En febrero de 2022, ya con la situación de Ucrania desbocada, y para justificar lo que llamó “operación especial”, su discurso fue muy vehemente en que Ucrania era una “parte inalienable de la propia historia, cultura y espacio espiritual” de Rusia. Putin se refería a la necesidad de actuar “como un todo único, a pesar de la existencia de fronteras estatales”.

En un célebre discurso del 24 de febrero de 2022, terminó diciendo que “la cultura y los valores, la experiencia y las tradiciones de nuestros antepasados invariablemente proporcionaron una poderosa base para el bienestar y la existencia misma de estados y naciones enteras, su éxito y viabilidad”.

A pesar de este discurso y de empezar ya a bombardearlos, describió a los ucranianos como “nuestros camaradas, los más queridos para nosotros, también parientes, personas unidas por la sangre, por lazos familiares”, y refiriéndose a las personas que habitan en el suroeste, desde tiempos inmemoriales “se han llamado a sí mismas rusos y cristianos ortodoxos”. Pero, al mismo tiempo, infantilizaba a la ciudadanía ucrania al considerar que se había convertido en una colonia extranjera y con un Estado privatizado que, además, a su juicio, intenta erradicar el idioma ruso, promueve la asimilación, e intenta destruir la Iglesia Ortodoxa Ucraniana del Patriarcado de Moscú. 

A mediados de marzo de 2022, con serios problemas militares en Ucrania y un boicot nunca visto por parte de la UE y los países de la OTAN, el discurso crítico de Putin cambió de guion para mostrarse más bien paranoico, utilizando un lenguaje soez, seguramente reflejo de su desesperación al verse atacado por tantos frentes.
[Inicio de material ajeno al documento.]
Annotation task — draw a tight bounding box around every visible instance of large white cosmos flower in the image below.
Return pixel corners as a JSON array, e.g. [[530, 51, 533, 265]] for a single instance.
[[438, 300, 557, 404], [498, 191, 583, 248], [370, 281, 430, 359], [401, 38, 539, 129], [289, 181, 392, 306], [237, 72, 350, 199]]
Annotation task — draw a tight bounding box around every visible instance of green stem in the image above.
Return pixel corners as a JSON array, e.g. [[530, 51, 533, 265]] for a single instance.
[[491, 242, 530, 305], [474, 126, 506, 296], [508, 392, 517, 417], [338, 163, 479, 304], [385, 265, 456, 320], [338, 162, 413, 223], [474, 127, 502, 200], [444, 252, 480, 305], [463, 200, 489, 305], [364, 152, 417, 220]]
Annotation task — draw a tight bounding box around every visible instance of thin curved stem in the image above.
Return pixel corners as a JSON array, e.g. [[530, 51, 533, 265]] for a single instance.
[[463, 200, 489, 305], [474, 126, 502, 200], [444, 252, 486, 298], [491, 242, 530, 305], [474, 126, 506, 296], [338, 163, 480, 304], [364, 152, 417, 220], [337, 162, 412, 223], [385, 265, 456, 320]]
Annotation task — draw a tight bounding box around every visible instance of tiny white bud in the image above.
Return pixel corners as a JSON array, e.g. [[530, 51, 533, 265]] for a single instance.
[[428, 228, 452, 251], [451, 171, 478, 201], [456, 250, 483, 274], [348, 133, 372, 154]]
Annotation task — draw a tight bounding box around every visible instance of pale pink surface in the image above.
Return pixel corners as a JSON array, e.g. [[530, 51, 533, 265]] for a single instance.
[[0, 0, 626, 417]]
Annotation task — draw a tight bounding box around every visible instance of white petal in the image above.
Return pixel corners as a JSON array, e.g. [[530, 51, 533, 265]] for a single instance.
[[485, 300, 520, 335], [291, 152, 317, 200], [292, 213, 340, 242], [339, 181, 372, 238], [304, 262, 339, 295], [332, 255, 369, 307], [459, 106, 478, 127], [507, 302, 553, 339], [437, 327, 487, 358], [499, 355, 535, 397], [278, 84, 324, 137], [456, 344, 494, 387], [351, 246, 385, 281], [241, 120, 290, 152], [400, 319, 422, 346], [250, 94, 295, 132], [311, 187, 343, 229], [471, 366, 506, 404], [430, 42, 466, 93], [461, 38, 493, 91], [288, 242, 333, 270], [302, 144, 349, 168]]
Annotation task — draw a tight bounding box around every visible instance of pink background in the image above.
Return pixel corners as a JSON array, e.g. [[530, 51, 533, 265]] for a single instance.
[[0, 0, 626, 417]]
En sus palabras, “Occidente tratará de confiar en la llamada quinta columna, en los traidores nacionales, en aquellos que ganan dinero aquí con nosotros, pero viven allí… Esas personas que, por su propia naturaleza, están mentalmente ubicadas allí, y no aquí, no están con nuestra gente, no con Rusia… No pueden vivir sin ostras y libertad de género. Pero cualquier pueblo, y aún más el pueblo ruso, siempre podrá distinguir a los verdaderos patriotas de la escoria y los traidores, y simplemente escupirlos como un mosquito, que accidentalmente voló hacia sus bocas, escupirlos en el pavimiento. Estoy convencido de que una autopurificación tan natural y necesaria de la sociedad, solo fortalecerá a nuestro país, nuestra solidaridad, cohesión y disposición para responder a cualquier desafío”.

Este lenguaje, que fue acompañado por frases como “el país no ha visto una unidad como esta en mucho tiempo”, o las permanentes referencias a que se debía llevar a cabo la “operación especial” para detener el “genocidio” contra la población rusa de Ucrania, iba acompañado con un elogio a los militares engañados y enviados al matadero, con la frase bíblica de “no hay amor más grande que renunciar al alma por los amigos”, una curiosa cita para momentos en que se bombardeaba a la población civil.

En una entrevista televisada en aquellos días, se leyó la poesía paneslavista de Fiódor Tyutchev, cuyos versos advirtieron a los rusos que los europeos los considerarían esclavos de la Ilustración. En suma, Putin había ya traspasado todos los peldaños del proceso de creación de imágenes de enemigo, yendo más allá de la dicotomía “nosotros/ellos” y “los de fuera/los de dentro”, y partiendo de los agravios históricos y de las amenazas del presente, acabó pasando al estadio de justificar la destrucción total del enemigo, ya deshumanizado y convertido en animal –mosquito–, al que hay que fumigar para lograr la autopurificación social, paradójicamente en un lenguaje muy propio del nazismo que pretendía desterrar de Ucrania.